If your development team builds software for internal customers on an iterative basis, a product road map can be an effective political tool to curry favor with executive management at budget time. You can also use the road map as a guide when you are called upon to justify the expected benefits of future product releases to the company’s strategy and internal business groups. The following tips can help you build a product road map to drive internal development projects.

Tip 1: Consider the product road map a plan
Product road maps focus on business and strategy documentation and not technical documentation. Some items to consider including in your product road map are:
  • A breakdown of the future product versions by version number. A good rule of thumb is to look forward through the next four to five versions or the next one or two business quarters.
  • The goals for each future product release.
  • The benefits of each product release stated in business rather than technical terms.
  • The resources required to develop the new product iteration.
  • The potential resource restrictions.
  • The technological impact and restrictions that need to be addressed internally for the project to progress.

Just gathering this knowledge informally within your development group can put you ahead of other internal development teams when corporate executives weigh internal development initiatives. Having a plan in place beyond what is recorded in your requirements documents and functional specifications enables you to paint a better picture of the benefits and return on investment that the development project will deliver through its iterative development cycle.

Tip 2: Chart a course through reorgs and corporate initiatives
Charting a product road map for a major internal software development project should forecast the application’s role in documented and known corporate technology initiatives. Although reorganizations are difficult to forecast, a product road map can illustrate where the internal application can save money or produce revenue for your company.

Tip 3: Chart a route to internal customers
When developing a large-scale internal application with an impact over multiple groups, you can be sure you’ll be hit with many requests for additional features and functionality that, if not managed, can turn your application into an “everything-but-the-kitchen-sink” project.

This influx of various formal and informal requests to add functionality to the product must be carefully managed to make best use of current development resources. It’s also important to manage as an iterative development cycle stretches into the future.

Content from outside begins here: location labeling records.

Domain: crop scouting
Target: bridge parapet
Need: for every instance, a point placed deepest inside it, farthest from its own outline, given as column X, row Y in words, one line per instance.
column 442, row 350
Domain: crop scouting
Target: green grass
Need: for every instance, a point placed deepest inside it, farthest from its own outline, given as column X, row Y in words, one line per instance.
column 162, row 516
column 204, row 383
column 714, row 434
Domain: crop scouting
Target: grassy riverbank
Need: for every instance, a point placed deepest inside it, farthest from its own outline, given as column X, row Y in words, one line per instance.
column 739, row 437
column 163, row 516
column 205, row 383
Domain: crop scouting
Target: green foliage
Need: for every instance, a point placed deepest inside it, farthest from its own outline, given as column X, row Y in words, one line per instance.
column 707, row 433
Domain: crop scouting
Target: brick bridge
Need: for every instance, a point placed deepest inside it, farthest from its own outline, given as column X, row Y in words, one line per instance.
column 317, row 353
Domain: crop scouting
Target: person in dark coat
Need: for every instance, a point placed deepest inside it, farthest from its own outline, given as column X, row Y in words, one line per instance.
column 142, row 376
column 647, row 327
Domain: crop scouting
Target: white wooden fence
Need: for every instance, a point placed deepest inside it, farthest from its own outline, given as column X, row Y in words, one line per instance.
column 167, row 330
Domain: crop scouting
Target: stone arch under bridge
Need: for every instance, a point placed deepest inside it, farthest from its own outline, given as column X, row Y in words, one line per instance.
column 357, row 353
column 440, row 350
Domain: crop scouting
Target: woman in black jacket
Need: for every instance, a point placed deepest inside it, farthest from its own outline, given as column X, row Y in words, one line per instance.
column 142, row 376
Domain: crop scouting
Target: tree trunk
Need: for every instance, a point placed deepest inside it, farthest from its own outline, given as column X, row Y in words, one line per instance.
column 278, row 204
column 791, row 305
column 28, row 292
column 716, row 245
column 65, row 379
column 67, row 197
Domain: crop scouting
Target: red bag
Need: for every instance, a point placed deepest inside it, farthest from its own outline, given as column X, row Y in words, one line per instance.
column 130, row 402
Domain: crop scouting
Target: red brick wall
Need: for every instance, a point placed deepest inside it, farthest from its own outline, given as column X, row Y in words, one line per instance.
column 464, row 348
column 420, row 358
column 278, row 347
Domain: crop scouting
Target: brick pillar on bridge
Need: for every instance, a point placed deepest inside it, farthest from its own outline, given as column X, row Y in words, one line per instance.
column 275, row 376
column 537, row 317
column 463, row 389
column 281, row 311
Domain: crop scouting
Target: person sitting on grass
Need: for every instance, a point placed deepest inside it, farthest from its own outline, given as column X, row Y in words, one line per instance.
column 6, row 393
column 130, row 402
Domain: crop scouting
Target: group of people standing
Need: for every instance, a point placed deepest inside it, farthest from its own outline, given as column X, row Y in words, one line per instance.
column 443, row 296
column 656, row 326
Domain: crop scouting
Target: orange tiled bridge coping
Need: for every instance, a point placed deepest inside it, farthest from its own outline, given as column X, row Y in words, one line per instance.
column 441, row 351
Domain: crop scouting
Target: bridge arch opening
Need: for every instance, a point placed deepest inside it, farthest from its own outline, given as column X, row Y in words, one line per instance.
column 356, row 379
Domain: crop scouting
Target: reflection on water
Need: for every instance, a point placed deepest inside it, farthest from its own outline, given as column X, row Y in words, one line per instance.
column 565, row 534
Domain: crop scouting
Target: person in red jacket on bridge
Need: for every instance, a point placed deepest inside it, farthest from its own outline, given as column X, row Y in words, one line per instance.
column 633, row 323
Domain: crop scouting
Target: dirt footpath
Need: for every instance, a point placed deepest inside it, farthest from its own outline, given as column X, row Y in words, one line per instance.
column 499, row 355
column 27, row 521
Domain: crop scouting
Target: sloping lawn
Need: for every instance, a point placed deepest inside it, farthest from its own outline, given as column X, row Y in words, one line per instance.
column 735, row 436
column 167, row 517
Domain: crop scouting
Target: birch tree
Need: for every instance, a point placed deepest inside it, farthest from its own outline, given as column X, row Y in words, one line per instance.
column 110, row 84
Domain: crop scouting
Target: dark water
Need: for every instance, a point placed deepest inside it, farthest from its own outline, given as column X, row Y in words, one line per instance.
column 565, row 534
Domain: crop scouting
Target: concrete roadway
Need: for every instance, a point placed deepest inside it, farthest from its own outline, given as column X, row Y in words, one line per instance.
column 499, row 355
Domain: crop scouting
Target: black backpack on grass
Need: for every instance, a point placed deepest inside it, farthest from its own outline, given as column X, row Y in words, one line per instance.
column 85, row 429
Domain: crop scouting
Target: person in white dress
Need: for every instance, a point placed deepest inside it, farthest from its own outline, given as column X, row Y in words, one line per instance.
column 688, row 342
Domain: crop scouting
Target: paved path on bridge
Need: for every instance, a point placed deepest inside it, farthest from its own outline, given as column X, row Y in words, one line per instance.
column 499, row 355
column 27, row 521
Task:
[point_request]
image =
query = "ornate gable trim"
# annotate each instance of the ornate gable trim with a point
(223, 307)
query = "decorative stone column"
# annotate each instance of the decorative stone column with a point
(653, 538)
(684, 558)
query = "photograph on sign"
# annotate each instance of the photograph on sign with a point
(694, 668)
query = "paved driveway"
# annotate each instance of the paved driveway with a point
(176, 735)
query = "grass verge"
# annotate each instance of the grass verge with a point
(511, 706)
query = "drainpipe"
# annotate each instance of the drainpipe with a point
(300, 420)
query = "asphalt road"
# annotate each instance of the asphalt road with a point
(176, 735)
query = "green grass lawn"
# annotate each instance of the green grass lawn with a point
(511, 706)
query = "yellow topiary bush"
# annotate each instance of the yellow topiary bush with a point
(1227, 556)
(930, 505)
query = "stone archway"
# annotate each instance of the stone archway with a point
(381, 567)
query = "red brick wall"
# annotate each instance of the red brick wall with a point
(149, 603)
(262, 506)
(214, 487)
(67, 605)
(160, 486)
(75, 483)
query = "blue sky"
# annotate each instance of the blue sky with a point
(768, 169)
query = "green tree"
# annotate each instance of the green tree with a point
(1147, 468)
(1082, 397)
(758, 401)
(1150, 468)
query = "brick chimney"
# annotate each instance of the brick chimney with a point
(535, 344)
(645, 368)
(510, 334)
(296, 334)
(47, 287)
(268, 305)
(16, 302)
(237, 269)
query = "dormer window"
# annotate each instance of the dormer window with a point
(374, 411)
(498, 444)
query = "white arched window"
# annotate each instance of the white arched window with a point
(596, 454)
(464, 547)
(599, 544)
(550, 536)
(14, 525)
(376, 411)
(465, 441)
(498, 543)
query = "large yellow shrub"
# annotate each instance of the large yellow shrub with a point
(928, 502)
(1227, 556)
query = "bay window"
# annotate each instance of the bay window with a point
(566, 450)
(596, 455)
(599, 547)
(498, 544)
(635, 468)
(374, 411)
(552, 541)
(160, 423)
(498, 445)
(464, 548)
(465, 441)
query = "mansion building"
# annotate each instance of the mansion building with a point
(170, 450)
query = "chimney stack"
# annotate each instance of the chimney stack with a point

While some of this management includes requirements, functional specifications, and project plans, your road map is important because:
  • Iterative development projects need to maintain scope for a longer period of time because they cross multiple budget cycles.
  • You can share this vision with internal customers. It should be in line with the realities of the budget, resources, and other internal factors that govern your development group.
  • It offers input into the growth potential of your project, your group, and your own career.

Tip 4: Follow the road map to internal budgeting and funding
In large and small organizations alike, the competition for project funding is heating up. A product road map that presents a cohesive, business-oriented plan can help you solidify the support of executives, board members, and third-party funding sources that are interested in the value of major internal development projects.

Internal corporate politics can be an ugly master, especially when a technologically inferior project can win out because the sponsors and management of the project present a more coherent case than that of a technologically superior project.

Using the product road map
This article is not intended to deliver a formal methodology for delivering a product road map. Rather, it illustrates where having an informal or formal plan in place can differentiate your internal development project from the others already in progress. In today’s climate, it is important for project managers and development teams to remember that, even under the auspices of a large company, we must treat our work like a business. A product road map helps chart the course for iterative development projects to meet corporate requirements and position the product to better meet changes in the requirements.